Theatre

Janis Joplin: Full Tilt

Queen’s Hall

Keith Bruce

Five stars

Last week Rob Adams reviewed a Spotlites venue show by an Australian Janis Joplin tribute act, entitled Full Tilt Janis, which had just a week’s run on the Fringe. They should have hung around to watch Angie Darcy’s performance as the doomed blueswoman and early member of the 27 club and learned something.

This show began life at Glasgow’s Oran Mor as part of A Play, A Pie, and A Pint, scripted by Peter Arnott, writer of The Breathing House and Cyprus, and directed by Cora Bissett (Roadkill, Glasgow Girls, Rites) and it is every bit as well constructed and shaped as those names would lead you to expect.

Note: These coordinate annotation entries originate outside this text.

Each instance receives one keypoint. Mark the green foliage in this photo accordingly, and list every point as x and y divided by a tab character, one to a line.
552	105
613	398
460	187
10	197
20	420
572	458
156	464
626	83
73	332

But the show is owned by Angie Darcy in the title role, in what has proved a defining role for the Hamilton actor.

Arnott’s version of the story is as much celebratory as tragic, and is very careful not to glorify her early death in any way. What it does do is give ample space to the music by giving Darcy a highly accomplished quintet backing her onstage: Harry Ward (Musical Director /Electric Guitar), Andy Barbour (Keyboards), Jon Mackenzie (Bass) and James Grant (Drums), playing the role of The Full Tilt Boogie Band with aplomb.

Kozmic Blues, Me and Bobby McGee and Mercedes Benz are all given fine and complete readings in a show that combines the music and the narrative as well as it can be done, and Darcy’s singing goes beyond mere imitation with her own powerful, committed and superbly musical interpretations of the Joplin catalogue. On the night I saw it the large number of diehard fans in the audience were absolutely transported.

Delightfully, that is also what is happening with this show, which follows its own brief Fringe revival with further Scottish dates at Perth Concert Hall (September 4 and 5), Aberdeen Lemon Tree (September 10 and 11), back at Glasgow’s Oran Mor in the evening (September 14 to 17, and 20) and Inverness Eden Court (September 22 to 24).

But this is a show that is produced by a partnership of Regular Music and the National Theatre of Scotland, and it should be travelling much more widely than that for as long as Darcy is prepared to do it. If those guys can’t book it on a coast-to-coast US tour, they ain’t really trying, man.